So ein Boden hat es nicht leicht in periglazialen Bereichen. Eine Bodenbildung wie man sie aus unseren Breiten kennt ist dort gar nicht möglich.
Für das Durcheinander im Boden ist vor allem das Wasser bzw. Eis im Boden verantwortlich. Immerhin nimmt das Volumen von Wasser wenn es zu Eis gefriert um satte neun bis zehn Prozent zu. Beginnt im Winter der Boden sowohl von der Oberfläche als auch vom Permafrostspiegel aus zu frieren, kommt es durch die Vergrößerung des Volumens zu Spannungen. Sedimente und Gesteine werden in alle Richtungen durcheinander geschoben, um den Druck auszugleichen. Bodenschichten werden verformt und charakteristische Oberflächenformen nehmen Gestalt an. Kryoturbation nennt man diese Durchmischungsprozesse, die bei ständigem Wechsel von Auftauen und Frieren den Boden „beuteln“.
Eine typische Oberflächenform ist der Frostmusterboden. Von weitem betrachtet hat er Ähnlichkeit mit ausgetrocknetem Boden, der von einem Netz aus Rissen durchzogen wird. Zunächst bilden sich tatsächlich Risse im Boden, entweder durch extremen Frost oder durch Austrocknen der Auftauschicht im Sommer. Die Risse füllen sich mit Wasser, das im Winter gefriert und den Spalt immer weiter ausdehnt. Der Druck auf die zwischen den Rissen liegenden Bodenpartien wächst und durch Kryoturbation werden größere Steine an die Oberfläche gehoben, quasi heraussortiert. An der Oberfläche der meist nach oben gewölbten Bodenpolygone kullern sie dann zu den Rändern. In den Frostrissnetzen ordnet sich so der Grobschutt an, während dazwischen Feinerdeböden übrig bleiben.

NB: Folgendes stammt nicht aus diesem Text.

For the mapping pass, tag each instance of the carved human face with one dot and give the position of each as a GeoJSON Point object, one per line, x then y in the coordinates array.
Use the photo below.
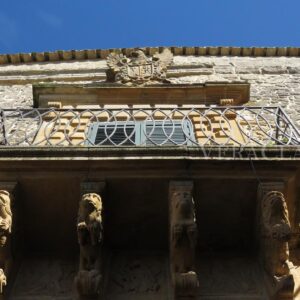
{"type": "Point", "coordinates": [90, 203]}
{"type": "Point", "coordinates": [3, 239]}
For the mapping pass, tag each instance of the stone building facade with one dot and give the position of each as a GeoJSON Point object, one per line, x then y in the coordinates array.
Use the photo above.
{"type": "Point", "coordinates": [159, 222]}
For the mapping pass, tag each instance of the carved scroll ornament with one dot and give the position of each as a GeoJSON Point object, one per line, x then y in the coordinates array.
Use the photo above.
{"type": "Point", "coordinates": [138, 69]}
{"type": "Point", "coordinates": [90, 236]}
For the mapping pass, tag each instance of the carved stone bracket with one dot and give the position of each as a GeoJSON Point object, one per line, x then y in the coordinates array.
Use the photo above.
{"type": "Point", "coordinates": [7, 195]}
{"type": "Point", "coordinates": [275, 232]}
{"type": "Point", "coordinates": [183, 238]}
{"type": "Point", "coordinates": [90, 237]}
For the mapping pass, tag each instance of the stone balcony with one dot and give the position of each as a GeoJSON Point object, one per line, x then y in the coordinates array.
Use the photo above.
{"type": "Point", "coordinates": [148, 126]}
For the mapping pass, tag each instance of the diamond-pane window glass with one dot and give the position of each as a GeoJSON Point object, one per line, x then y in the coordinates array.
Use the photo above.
{"type": "Point", "coordinates": [146, 133]}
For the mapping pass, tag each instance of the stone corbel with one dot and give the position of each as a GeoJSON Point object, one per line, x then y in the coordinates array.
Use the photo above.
{"type": "Point", "coordinates": [183, 238]}
{"type": "Point", "coordinates": [89, 278]}
{"type": "Point", "coordinates": [8, 192]}
{"type": "Point", "coordinates": [274, 233]}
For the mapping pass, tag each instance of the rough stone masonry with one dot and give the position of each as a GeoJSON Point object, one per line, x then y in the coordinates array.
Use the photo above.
{"type": "Point", "coordinates": [274, 80]}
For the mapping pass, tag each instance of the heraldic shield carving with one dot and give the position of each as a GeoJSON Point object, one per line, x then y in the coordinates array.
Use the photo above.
{"type": "Point", "coordinates": [138, 68]}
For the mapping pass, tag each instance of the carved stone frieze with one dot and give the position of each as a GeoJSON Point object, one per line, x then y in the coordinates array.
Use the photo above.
{"type": "Point", "coordinates": [90, 237]}
{"type": "Point", "coordinates": [275, 232]}
{"type": "Point", "coordinates": [183, 238]}
{"type": "Point", "coordinates": [138, 68]}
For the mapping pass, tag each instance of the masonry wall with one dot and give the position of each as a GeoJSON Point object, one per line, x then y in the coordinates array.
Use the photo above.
{"type": "Point", "coordinates": [274, 80]}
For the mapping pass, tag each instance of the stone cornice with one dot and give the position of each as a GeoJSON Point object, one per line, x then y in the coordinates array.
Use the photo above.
{"type": "Point", "coordinates": [79, 55]}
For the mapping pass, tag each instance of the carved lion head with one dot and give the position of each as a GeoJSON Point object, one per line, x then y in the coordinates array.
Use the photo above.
{"type": "Point", "coordinates": [90, 202]}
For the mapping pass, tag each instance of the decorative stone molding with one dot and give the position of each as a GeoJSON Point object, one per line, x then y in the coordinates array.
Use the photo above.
{"type": "Point", "coordinates": [183, 238]}
{"type": "Point", "coordinates": [275, 232]}
{"type": "Point", "coordinates": [7, 193]}
{"type": "Point", "coordinates": [138, 69]}
{"type": "Point", "coordinates": [90, 237]}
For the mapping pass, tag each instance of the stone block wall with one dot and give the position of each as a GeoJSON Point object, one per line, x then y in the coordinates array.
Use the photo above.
{"type": "Point", "coordinates": [274, 80]}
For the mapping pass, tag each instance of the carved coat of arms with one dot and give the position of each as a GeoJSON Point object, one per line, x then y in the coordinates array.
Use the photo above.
{"type": "Point", "coordinates": [138, 68]}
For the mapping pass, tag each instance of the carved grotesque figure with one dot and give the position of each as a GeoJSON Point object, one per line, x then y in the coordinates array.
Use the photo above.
{"type": "Point", "coordinates": [90, 235]}
{"type": "Point", "coordinates": [5, 230]}
{"type": "Point", "coordinates": [183, 242]}
{"type": "Point", "coordinates": [138, 68]}
{"type": "Point", "coordinates": [276, 232]}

Eis verteilt sich jedoch nicht immer gleichmäßig in den feinen Poren des Bodens. Dort, wo Wasser die Möglichkeit hat sich zu sammeln, bilden sich häufig in richtig kompakte Vollformen.
Weit verbreitet sind die bei der Entstehung von Frostmusterböden beteiligten Eiskeile. Sie können durch viele aufeinanderfolgende Frost-Tau-Zyklen zu kleinen Riesen heranwachsen und sich bis in den oberen Bereich des Dauerfrostbodens „hineinbeißen“. In den während der Eiszeiten von Permafrost geprägten Gebieten finden sich heute noch fossile Eiskeile. Sand, Schotter, und Löß füllten die Risse nach dem Abschmelzen des Eises auf und erhielten so die Abbilder diese Formen bis in die Gegenwart.
Noch auffälliger als die Eiskeile sind Eiskörper, die den Boden aufstülpen. So genannte Pingos sind die spektakulärsten Vertreter dieser Phänomene. Unter einer dünnen Sediment- oder Verwitterungsschicht schlummert ein mächtiger Eisblock, der den Boden um 10 bis 30 Meter anheben kann und eine Breite von bis zu 300 Metern erreicht. Sie haben meist einen ovalen oder runden Grundriss. Dass so große Wassermengen es schaffen, durch den Permafrost an eine Stelle zu gelangen, ist beachtenswert.
Die kleinere Ausgabe eines Pingos ist der Palsa. Palsen sind mit einer Torfschicht überzogen und sehen deshalb wie zu groß geratene Maulwurfshügel aus. Ihr Eiskern kann mehre Meter Höhe und Zehner von Metern Ausdehnung haben.
Die Winzlinge unter den Bodeneisbuckeln sind die Thufure. Sie erreichen gerade mal 0,5 bis 2 Meter Durchmesser und 0,5 bis 1 Meter Höhe. Sie sind mit Rasen bewachsen und gefüllt mit Erde oder Steinen, die beim Frieren die Vegetation anheben. Meist sind sie flächendeckend in großen Mengen anzutreffen und machen Wiesen zu „Buckelpisten“.
Wenn Permafrost abtaut, verändert sich vor allem in Gebieten mit viel Bodeneis das Landschaftsbild. Dann nämlich entstehen aus den schmelzenden Eisdepots im Boden Hohlformen, die sich mit Schmelzwasser füllen. Da diese Hohlformen Ähnlichkeit mit Hohlformen in Karstlandschaften haben, wird dieses Phänomen als Thermokarst bezeichnet. Die Vorsilbe „Thermo“ kommt von der Bedeutung der Temperatur – der stetigen Frostwechsel – für seine Entstehung. Thermokarst kann Landschaften komplett umformen, ganze Wälder können sich im Handumdrehen in Feuchtgebiete verwandeln.